I just updated my iMac (27-inch 3.5 GHz Intel Core i7) to OS 10.10 - Yosemite - because it was a free upgrade. Now DPP freezes every time I use the "Quick Check" feature and flag photos as rejected, one star, two stars, etc. The photos flag OK, but as soon as I exit Quick Check I get the spinning rainbow cursor and DPP is frozen. I then have to force quit it. This makes the program rather useless for me because I mainly use it for sorting through all of my photos and editing them down to the final selects using the Quick Check feature. So has anyone else experienced this, and maybe have a solution? I am using the latest Mac version of DPP available - 3.14.46. Please help!


----------



## Mt Spokane Photography (Nov 11, 2014)

There are lots of users having issues, just back it out until the issues are fixed. Sometimes the issues hit upgraders while new installs are ok.


----------



## Click (Nov 11, 2014)

I'm on Mac and my DPP version is 4.1.1.0, but I do not use that program, I can't tell you if it's working properly or not.


----------



## tgara (Nov 11, 2014)

I'm using an iMac with Yosemite as well. I'm using DPP 4.1.1 and it does not exhibit any freezing with Quickcheck, flagging, rating, or any other DPP function.

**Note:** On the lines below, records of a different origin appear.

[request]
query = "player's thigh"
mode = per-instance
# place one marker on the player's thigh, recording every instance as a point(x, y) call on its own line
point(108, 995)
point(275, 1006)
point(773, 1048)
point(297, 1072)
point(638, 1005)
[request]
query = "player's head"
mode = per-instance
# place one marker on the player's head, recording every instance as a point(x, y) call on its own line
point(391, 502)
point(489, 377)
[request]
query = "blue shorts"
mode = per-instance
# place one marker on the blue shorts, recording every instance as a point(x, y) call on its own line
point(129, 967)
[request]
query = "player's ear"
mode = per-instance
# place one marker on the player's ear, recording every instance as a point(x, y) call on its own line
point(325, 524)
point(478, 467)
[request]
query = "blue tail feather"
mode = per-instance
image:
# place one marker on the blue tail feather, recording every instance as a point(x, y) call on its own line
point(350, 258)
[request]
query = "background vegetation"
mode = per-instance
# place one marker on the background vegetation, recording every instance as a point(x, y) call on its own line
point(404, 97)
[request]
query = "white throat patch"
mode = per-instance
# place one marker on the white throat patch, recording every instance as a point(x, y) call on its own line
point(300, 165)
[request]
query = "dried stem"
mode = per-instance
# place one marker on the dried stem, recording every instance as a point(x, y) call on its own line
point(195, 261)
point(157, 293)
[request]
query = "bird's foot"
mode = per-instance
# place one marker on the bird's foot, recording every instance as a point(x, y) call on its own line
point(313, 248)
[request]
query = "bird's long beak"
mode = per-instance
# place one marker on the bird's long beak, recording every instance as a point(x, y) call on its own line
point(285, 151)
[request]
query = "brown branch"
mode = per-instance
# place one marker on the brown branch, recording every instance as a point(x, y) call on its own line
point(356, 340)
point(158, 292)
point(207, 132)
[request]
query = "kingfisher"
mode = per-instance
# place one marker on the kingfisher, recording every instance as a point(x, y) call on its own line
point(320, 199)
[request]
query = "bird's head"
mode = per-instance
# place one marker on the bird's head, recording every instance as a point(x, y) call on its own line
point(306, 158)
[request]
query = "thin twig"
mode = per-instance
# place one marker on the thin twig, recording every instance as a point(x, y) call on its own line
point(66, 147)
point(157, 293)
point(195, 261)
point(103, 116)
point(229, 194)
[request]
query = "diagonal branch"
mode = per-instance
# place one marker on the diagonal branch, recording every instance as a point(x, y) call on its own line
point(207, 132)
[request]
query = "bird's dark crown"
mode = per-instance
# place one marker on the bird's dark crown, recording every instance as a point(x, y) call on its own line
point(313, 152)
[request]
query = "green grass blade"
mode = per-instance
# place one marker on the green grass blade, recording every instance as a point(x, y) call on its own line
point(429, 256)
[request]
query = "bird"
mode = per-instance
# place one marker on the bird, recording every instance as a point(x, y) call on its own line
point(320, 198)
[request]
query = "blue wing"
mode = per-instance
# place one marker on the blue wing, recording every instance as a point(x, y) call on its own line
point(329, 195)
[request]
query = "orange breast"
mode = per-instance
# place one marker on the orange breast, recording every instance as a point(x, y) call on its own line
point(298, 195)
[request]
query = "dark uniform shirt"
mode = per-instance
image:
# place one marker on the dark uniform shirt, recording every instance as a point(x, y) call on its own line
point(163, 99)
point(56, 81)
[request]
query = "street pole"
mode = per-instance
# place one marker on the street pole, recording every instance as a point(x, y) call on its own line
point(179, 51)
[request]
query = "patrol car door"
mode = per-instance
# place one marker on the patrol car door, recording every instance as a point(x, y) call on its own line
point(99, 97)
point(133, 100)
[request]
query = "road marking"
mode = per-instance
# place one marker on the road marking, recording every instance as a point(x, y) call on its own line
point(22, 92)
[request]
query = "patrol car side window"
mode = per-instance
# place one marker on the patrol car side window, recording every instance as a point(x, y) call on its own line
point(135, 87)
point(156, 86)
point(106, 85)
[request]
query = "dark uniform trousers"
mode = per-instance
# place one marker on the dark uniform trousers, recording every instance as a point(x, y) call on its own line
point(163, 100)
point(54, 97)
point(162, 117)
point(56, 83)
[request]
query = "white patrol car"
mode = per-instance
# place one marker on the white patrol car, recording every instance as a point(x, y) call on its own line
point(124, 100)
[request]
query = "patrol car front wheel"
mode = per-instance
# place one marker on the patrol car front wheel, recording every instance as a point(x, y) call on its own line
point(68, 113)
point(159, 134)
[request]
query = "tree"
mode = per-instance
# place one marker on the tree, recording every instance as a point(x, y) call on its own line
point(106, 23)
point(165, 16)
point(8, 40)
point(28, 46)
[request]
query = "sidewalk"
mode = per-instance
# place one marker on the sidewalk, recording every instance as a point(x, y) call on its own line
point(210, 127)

Which camera are you using? Maybe you can update to DPP 4?


----------



## njw1224 (Nov 12, 2014)

tgara said:


> I'm using an iMac with Yosemite as well. I'm using DPP 4.1.1 and it does not exhibit any freezing with Quickcheck, flagging, rating, or any other DPP function.
> 
> Which camera are you using? Maybe you can update to DPP 4?



I am using a Canon 7D and shoot mainly in RAW. It turns out DPP 4 doesn't even show up on Canon's site as a software option for the 7D. But I was able to download it by telling the site I was using a different camera. The problem is that DPP 4 must not support RAW files from the 7D! When I view my RAW photos, I can't magnify them or do any corrections to them. When I try to view them in Quick Check mode to see which ones I want to delete, they just show up postage stamp size - too small to really see details. So I guess I have no good option from Canon to view my photos with OS X Yosemite, at least as of right now.


----------



## tgara (Nov 12, 2014)

njw1224 said:


> tgara said:
> 
> 
> > I'm using an iMac with Yosemite as well. I'm using DPP 4.1.1 and it does not exhibit any freezing with Quickcheck, flagging, rating, or any other DPP function.
> ...



No, DPP 4 currently doesn't work with the 7D. Canon is quite explicit about this, it only works with the current full frame cameras (5D3, 6D, 1Dx, etc.) and the 7DII. Canon may update DPP 4 to work with older models, but for now you're stuck with DPP 3.xxx.

Of course, you might consider asking the elves if Santa could bring you a 7DII.


----------